Aerial photographs taken during a drought two years ago have enabled Italian researchers to produce the most detailed map ever of the ancient Roman city of Altinum, considered by some historians to be the ancestor of modern-day Venice.
The dryness of the landscape enabled the team from the University of Padua to see evidence of 2,000-year-old structures beneath the soil -- including remnants of churches, city walls, gates and even a theater, according to the research published in this week's edition of the journal Science.
Like Venice, Altinum sat in the large lagoon connected to the Adriatic Sea that is now known as the Venice Lagoon. At around 200 square miles, it is one of the largest bodies of water of its kind in the world. Larger than Pompeii, Altinum was among the most influential cities in northern Italy during Roman times and home to as many as 20,000 people, according to Alessandro Fontana, one of the researchers who produced the map.
In the 1st century BC, "Altinum was a quite important harbor," said Fontana, a professor in the university's geography department. "Archaeologists consider it to be like a maritime emporium where traders arrived from all around the Mediterranean."
Altinum had also been famous since the Iron Age for wool production and horse breeding, Fontana said.
Creating this new map of one of the Roman Empire's great cities was possible because Altinum, unlike most ancient cities in Europe, was not built over by later generations. As a result, the researchers were able to use aerial photographs to peer beneath the modern farmland covering the ancient city to reveal subsurface stones, bricks and compacted soil.

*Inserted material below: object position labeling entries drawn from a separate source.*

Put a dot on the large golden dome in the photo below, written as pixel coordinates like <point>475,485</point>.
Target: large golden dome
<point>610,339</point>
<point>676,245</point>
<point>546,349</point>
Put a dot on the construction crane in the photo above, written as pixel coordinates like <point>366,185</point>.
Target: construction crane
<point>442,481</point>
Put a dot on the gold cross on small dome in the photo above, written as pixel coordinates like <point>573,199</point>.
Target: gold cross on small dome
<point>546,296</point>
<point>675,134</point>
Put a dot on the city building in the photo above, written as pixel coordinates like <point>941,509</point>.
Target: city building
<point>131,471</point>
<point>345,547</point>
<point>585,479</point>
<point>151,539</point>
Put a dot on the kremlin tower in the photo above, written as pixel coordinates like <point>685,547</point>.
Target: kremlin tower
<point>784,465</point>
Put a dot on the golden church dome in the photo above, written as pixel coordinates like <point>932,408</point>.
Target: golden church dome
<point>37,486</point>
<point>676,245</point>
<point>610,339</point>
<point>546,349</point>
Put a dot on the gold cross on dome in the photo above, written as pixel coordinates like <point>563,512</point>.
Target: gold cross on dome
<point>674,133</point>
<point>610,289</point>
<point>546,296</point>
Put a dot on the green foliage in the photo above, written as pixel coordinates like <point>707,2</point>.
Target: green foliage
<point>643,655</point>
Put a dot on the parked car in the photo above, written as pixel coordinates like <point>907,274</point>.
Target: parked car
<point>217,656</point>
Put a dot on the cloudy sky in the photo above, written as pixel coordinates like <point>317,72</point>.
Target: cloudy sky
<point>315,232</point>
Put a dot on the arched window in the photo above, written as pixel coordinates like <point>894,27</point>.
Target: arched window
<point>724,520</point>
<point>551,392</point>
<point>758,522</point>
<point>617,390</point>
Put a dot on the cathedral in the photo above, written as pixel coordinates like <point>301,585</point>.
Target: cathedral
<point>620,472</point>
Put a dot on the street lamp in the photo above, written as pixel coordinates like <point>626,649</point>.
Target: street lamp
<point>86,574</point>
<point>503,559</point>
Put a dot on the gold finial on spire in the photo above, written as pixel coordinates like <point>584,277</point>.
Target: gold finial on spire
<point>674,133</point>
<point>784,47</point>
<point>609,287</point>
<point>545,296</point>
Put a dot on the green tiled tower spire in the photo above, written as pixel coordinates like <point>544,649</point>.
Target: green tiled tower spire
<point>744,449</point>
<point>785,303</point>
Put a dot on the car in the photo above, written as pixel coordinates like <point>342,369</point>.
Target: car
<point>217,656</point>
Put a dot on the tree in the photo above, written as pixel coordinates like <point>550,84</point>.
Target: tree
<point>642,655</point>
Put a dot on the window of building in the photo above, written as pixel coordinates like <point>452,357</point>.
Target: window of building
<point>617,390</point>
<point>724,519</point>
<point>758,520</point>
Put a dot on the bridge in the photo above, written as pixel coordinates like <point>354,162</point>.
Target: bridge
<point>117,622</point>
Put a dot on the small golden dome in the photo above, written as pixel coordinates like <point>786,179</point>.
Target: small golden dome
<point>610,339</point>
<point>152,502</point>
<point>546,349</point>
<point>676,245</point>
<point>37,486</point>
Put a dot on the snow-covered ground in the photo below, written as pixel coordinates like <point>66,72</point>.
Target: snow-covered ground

The severe drought of 2007, which dried up vegetation in the area, also made it easier for the visible-light and near-infrared cameras to reveal the structure of the city.
Today, about 11% of the lagoon is permanently covered by open water, and around 80% consists of mud flats, tidal shallows and salt marshes.
As with Venice, life in Altinum was dominated by water.
Residents willingly accepted the curse of mosquitoes and other insects in exchange for the relative safety of life protected from land invaders, according to Fontana. The resources of the lagoon itself -- fish, game and salt -- would have been an additional inducement to settlers, Fontana said, along with a direct route to the Adriatic.